Friday’s tweet is in fact not the first time Musk has raised the idea of Tesla mining its own lithium.
In 2020, Tesla secured its own rights to mine lithium in Nevada after a deal to buy a lithium mining company fell through. But nothing has eventuated and Tesla and Musk have remained silent on the issue while they have gotten on with starting and opening three big car and battery factories in Shanghai, Austin (Texas) and Berlin.
But he does raise a very valid point which we looked at in the weekend edition on current lithium pricing issues.
The Australian Government’s March quarterly resources and energy review in fact raised the issue when it pointed out last week.
”…the recent surge in EV sales has created some of its own pressure. The cost per kilowatt-hour (kWh) of battery packs is expected to rise in 2022, off the back of surging battery metal prices.
“Lithium hydroxide prices more than doubled in 2021, while nickel is facing its own price pressures following the Russian invasion of Ukraine. It is expected that price parity of EVs will occur when battery costs reach US$100 per kWh.
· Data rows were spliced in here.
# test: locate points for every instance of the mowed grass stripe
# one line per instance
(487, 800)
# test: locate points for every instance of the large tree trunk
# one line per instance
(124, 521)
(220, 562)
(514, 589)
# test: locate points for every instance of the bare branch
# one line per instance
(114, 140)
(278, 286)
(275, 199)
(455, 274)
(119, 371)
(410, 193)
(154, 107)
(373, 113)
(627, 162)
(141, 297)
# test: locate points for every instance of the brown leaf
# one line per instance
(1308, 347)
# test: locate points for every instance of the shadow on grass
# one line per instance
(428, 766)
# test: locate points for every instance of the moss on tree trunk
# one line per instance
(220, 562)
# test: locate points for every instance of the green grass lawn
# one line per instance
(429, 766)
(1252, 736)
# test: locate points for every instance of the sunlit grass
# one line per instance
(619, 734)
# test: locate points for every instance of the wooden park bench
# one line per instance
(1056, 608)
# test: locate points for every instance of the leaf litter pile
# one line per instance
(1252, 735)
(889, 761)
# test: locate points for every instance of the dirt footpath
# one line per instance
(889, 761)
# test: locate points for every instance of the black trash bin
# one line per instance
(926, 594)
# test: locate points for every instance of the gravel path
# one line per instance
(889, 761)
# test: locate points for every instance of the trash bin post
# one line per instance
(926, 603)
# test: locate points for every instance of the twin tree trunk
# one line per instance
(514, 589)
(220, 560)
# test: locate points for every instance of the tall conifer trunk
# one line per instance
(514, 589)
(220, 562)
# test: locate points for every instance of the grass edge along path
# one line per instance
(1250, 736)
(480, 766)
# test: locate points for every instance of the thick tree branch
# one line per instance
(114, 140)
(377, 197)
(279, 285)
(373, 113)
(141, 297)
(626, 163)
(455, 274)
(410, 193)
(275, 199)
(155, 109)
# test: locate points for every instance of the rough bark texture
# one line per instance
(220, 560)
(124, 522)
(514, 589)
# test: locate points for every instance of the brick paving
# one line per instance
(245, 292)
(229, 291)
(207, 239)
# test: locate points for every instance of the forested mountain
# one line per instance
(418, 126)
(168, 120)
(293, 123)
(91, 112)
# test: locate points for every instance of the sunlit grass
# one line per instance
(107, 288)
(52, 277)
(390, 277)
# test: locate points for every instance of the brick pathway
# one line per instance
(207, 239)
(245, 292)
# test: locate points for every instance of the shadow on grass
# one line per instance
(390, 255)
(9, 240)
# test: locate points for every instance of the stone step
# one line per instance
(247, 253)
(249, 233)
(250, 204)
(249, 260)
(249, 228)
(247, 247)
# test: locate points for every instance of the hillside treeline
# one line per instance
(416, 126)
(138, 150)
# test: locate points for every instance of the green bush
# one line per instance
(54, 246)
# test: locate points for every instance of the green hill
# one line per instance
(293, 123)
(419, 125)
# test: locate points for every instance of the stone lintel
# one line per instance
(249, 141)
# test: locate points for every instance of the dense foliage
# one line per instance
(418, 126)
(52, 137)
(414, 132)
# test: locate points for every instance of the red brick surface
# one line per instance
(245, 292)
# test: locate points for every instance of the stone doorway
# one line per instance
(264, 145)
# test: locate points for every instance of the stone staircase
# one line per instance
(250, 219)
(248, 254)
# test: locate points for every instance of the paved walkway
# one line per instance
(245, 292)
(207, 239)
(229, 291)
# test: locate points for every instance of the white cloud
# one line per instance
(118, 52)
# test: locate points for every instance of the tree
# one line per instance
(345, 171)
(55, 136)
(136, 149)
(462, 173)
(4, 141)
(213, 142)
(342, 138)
“If the price of battery metals remains elevated, this would push the ‘tipping point’ for EV adoption later, creating some softening for nickel in battery demand. Alternative battery chemistries that do not use nickel are also emerging.
The Quarterly said that the current rapid rise in lithium prices at all levels also contains a warning for companies in the sector – the higher the price goes, the more battery makers and their car company customers and others will search for cheaper alternatives with similar battery densities.
But we should also keep a wary eye on the gathering closure of Chinese car making, including EVs because of the rising Covid toll. Car sales last month fell from February because of the rising lockdowns and factoryclosure and early April has seen the situation worsen considerably.
A sharp fall in Chinese NEVs sales and production could very well trigger a popping of the lithium price boom. Something to watch out for, Mr Musk.